InfoQ

The Software Architects' Newsletter
September 2021
View in browser

Welcome to the InfoQ Software Architects' Newsletter! Each month, we bring you essential news and experience from industry peers on emerging patterns and technologies.

This month, we focus on the topic of "Architecting for Resilience". Identified as an "early adopter" trend in the recent Architecture and Design InfoQ Trends Report, designing for resilience, and the emergence of supporting technologies, is becoming increasingly popular, particularly in cloud and microservice-based systems. However, key challenges remain for architects designing such systems, including both human and technical issues.

News

Building Reliable Systems and Teaching SRE Apprentices

In a recently published QCon Plus talk recording, Ana Margarita Medina, senior chaos engineer at Gremlin, shared how she has been using chaos engineering to build reliable systems. She also explored how chaos engineering can be used to decouple a system's weak points, learn from incidents, and improve monitoring and observability.

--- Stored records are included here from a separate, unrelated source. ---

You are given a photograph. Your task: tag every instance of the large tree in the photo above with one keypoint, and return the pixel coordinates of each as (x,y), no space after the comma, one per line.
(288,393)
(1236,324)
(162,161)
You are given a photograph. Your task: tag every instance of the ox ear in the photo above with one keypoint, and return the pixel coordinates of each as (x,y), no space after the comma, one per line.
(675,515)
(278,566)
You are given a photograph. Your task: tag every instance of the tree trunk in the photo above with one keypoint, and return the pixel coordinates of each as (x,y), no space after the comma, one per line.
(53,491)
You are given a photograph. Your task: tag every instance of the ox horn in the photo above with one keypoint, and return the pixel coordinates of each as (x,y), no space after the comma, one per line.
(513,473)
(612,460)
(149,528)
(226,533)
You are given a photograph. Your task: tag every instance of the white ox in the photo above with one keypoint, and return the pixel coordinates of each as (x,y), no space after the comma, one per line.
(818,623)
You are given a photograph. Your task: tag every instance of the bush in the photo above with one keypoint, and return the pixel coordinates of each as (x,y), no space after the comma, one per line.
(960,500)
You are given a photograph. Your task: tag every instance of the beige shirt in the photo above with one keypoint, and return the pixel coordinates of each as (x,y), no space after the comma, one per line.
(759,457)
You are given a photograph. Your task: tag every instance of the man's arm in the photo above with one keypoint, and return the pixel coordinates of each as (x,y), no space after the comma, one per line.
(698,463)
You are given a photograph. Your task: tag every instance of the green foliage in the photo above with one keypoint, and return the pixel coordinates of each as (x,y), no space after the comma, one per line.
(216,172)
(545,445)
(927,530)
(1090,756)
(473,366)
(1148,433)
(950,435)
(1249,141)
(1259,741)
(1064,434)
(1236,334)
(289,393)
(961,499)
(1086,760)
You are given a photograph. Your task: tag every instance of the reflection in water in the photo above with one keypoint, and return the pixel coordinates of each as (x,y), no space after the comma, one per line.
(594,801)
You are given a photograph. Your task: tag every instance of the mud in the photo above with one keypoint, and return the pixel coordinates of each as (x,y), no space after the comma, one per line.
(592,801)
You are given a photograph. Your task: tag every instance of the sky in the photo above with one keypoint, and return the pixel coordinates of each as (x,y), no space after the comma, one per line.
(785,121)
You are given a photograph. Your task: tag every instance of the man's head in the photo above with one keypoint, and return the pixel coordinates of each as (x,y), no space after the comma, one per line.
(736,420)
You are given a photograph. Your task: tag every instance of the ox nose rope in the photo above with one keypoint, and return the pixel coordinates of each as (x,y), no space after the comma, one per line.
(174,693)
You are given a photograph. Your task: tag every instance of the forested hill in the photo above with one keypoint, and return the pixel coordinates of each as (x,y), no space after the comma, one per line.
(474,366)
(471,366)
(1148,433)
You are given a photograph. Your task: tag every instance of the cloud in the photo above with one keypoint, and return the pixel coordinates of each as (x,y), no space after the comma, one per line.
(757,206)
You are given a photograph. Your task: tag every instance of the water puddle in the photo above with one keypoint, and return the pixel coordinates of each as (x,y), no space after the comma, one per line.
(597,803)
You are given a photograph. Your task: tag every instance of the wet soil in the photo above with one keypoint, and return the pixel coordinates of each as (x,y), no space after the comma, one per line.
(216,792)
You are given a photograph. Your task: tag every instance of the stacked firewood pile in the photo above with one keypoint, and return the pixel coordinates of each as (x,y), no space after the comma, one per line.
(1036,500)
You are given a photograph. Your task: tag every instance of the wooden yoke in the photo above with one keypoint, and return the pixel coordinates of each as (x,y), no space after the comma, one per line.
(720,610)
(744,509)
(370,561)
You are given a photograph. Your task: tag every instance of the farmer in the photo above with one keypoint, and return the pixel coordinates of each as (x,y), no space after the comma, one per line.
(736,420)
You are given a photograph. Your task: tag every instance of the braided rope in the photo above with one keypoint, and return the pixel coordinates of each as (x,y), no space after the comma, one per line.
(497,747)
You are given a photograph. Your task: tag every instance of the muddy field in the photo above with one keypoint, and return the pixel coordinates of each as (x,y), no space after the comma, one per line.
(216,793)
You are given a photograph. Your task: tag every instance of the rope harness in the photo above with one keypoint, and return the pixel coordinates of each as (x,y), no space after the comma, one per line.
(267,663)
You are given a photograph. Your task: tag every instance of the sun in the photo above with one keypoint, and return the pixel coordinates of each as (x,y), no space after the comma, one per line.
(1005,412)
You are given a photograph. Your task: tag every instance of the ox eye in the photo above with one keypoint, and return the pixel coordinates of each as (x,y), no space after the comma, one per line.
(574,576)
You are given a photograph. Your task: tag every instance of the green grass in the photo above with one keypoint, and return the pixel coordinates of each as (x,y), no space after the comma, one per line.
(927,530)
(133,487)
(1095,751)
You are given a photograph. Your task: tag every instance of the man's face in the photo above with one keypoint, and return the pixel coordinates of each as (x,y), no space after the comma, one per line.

In a related InfoQ podcast, Thomas Betts spoke with Tammy Bryant Butow, principal SRE at Gremlin, about training new site reliability engineers. The discussion covered the establishment of a formal SRE Apprenticeship program Bryant Butow led at DropBox and explored ideas about the best way to teach people new technical skills. There are benefits for the trainees, the mentors, and the company when people put in the effort to create a formal training program.

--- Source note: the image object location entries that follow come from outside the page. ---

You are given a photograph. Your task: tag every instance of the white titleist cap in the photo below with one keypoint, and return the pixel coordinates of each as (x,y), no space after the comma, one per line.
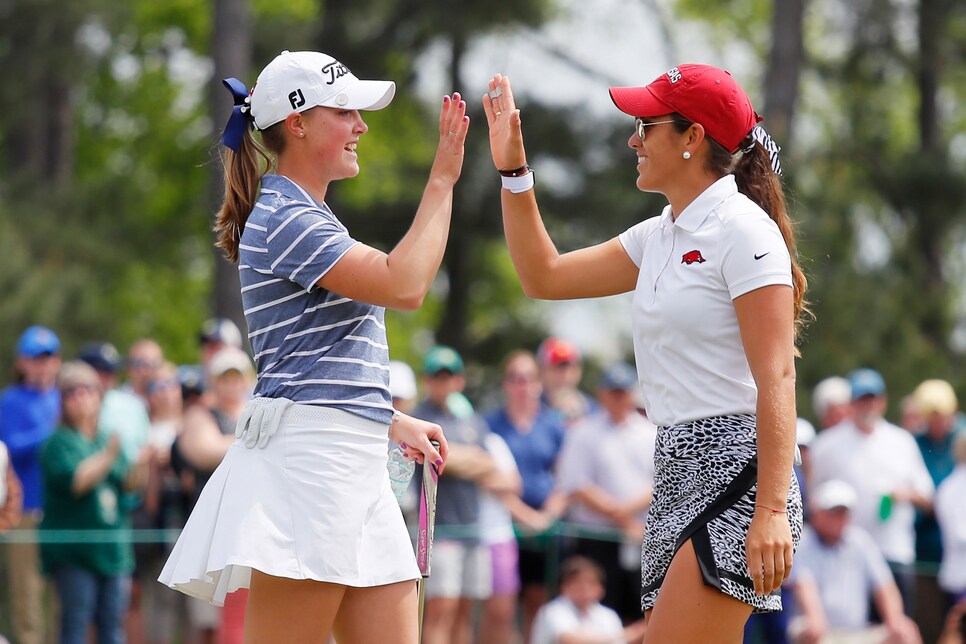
(300,80)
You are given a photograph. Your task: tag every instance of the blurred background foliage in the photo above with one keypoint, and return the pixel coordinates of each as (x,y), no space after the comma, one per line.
(109,169)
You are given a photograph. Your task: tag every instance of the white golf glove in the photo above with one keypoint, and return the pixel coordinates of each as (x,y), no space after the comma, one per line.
(260,419)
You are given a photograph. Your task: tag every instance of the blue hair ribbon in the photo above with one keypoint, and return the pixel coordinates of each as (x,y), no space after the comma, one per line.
(240,120)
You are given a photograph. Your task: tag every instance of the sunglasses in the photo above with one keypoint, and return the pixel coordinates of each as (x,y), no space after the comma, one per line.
(641,125)
(163,384)
(70,392)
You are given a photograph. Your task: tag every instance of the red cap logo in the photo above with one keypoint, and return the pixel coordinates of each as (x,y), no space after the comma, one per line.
(691,257)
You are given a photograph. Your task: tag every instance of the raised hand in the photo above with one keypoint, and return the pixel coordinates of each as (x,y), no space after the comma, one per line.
(503,119)
(453,126)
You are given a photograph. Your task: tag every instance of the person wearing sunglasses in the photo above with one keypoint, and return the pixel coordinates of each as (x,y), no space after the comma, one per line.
(718,301)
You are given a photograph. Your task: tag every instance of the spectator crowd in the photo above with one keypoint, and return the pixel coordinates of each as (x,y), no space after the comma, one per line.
(540,510)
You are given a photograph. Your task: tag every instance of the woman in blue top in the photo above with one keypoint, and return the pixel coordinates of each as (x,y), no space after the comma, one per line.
(300,511)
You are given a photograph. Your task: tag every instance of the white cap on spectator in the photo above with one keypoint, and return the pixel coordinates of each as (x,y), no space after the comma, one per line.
(804,432)
(231,359)
(835,494)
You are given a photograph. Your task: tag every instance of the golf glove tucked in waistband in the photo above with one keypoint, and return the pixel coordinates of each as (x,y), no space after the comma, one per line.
(260,419)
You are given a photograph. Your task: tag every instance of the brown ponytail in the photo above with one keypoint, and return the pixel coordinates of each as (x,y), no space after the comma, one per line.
(757,181)
(243,172)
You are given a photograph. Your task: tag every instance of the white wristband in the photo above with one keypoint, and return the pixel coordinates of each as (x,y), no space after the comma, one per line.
(517,185)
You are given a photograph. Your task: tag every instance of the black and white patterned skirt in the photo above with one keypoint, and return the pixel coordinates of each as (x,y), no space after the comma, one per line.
(705,484)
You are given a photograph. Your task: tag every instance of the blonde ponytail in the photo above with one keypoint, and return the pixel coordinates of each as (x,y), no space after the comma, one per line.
(243,173)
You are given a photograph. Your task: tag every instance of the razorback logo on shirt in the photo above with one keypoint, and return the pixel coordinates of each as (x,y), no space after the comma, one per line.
(691,257)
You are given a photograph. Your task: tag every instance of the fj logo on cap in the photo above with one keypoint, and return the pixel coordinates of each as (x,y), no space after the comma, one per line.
(297,99)
(334,70)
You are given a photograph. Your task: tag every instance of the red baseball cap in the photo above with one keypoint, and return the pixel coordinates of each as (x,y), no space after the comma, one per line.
(700,93)
(555,351)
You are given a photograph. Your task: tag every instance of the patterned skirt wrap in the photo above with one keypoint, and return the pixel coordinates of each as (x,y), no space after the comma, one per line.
(705,485)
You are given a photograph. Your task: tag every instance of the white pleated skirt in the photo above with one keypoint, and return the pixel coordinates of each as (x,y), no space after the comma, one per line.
(315,503)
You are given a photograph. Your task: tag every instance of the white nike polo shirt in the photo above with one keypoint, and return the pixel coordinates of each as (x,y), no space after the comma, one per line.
(690,359)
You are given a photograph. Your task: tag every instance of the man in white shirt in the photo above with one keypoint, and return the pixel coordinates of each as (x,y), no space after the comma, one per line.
(607,468)
(577,615)
(884,466)
(838,571)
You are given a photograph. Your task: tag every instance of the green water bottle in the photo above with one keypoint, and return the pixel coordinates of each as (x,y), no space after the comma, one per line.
(885,507)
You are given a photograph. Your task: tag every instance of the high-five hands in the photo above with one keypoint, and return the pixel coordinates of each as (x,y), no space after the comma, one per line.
(453,126)
(503,119)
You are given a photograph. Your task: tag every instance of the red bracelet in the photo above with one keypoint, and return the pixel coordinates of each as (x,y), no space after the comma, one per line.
(772,510)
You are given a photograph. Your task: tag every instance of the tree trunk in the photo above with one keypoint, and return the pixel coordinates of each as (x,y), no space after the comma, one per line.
(452,326)
(784,67)
(231,51)
(41,54)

Cloud Providers Publish Ransomware Mitigation Strategies

In the last few weeks AWS, Azure, and Google Cloud have posted articles and documentation with suggestions on ransomware mitigation techniques on the cloud, highlighting the main protections and recovery preparation actions. Renato Losio recently provided a summary of these ransomware mitigations on InfoQ.

The preemptive actions suggested by AWS in the guide Ransomware mitigation: Top 5 protections and recovery preparation actions include data encryption, setting up the ability to recover apps and data, applying critical patches to the servers, following a defined security standard, and having monitoring and automating responses in place. Azure focused on what to do before and during an attack to protect sensitive data and ensure a rapid recovery of business operations, and Google Cloud published the article Best practices to protect your organization against ransomware threats, where a similar list of five pillars are defined.

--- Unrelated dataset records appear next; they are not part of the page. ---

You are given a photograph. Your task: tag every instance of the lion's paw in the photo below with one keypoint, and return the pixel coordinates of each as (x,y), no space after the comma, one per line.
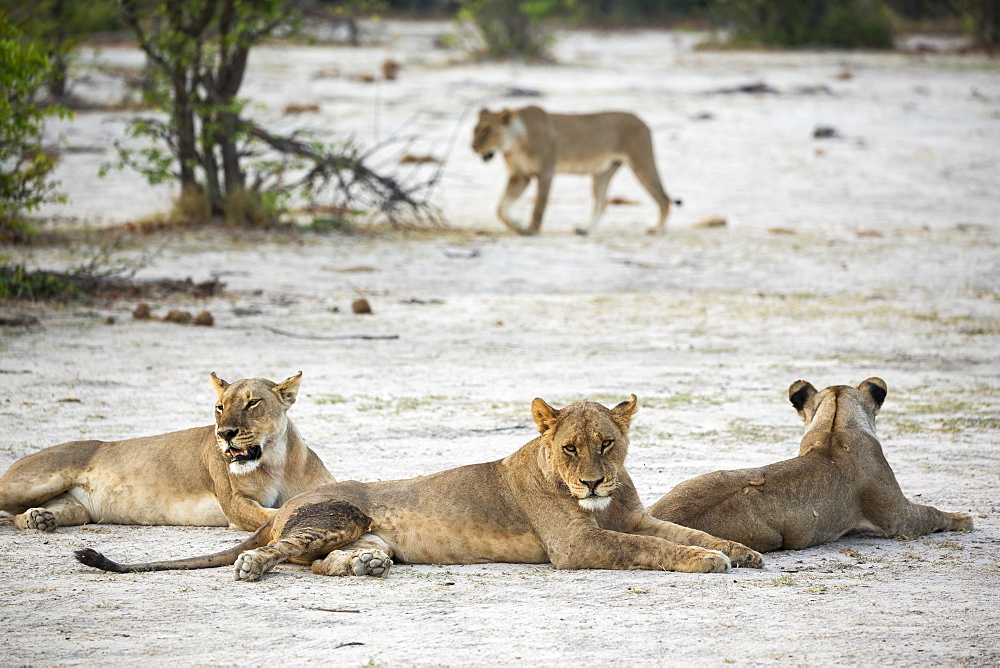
(374,562)
(36,519)
(709,561)
(742,556)
(250,566)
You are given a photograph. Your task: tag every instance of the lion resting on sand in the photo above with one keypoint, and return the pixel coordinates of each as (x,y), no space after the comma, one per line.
(234,473)
(537,144)
(839,484)
(565,497)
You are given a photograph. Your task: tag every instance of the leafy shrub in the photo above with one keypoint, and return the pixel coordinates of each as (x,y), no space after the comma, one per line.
(836,23)
(25,168)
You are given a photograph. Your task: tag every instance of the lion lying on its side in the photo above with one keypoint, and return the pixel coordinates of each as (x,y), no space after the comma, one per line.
(839,484)
(233,473)
(565,497)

Designing a Microservices Architecture for Failure

This Rising Stack article explores how microservices architecture makes it possible to isolate failures through well-defined service boundaries, and introduces the most common techniques and architecture patterns to build and operate a highly available microservices system.

As with every distributed system, there is a higher chance for network, hardware, or application-level issues. As a consequence of service dependencies, any component can be temporarily unavailable for its consumers. To minimize the impact of partial outages we need to build fault-tolerant services that can gracefully respond to certain types of outages.

Related to this topic, in their upcoming book, Software Architecture: The Hard Parts, Neal Ford and Mark Richards explain that every architectural decision involves trade-offs, and they provide guidance on how to evaluate those trade-offs. In a recent episode of the InfoQ Podcast, co-host Thomas Betts spoke with Neal and Mark about the role of a software architect and the skills necessary to be successful. One of the hardest parts is recognizing that there are no right or wrong answers, or easy decisions, and this can be especially challenging for those who come from a programming background.

 

Case Study

Building Reliable Software Systems with Chaos Engineering

In a recent InfoQ Q&A, editor Ben Linders sat down with Casey Rosenthal, CEO and co-founder of Verica, and discussed how to build reliable software systems with chaos engineering.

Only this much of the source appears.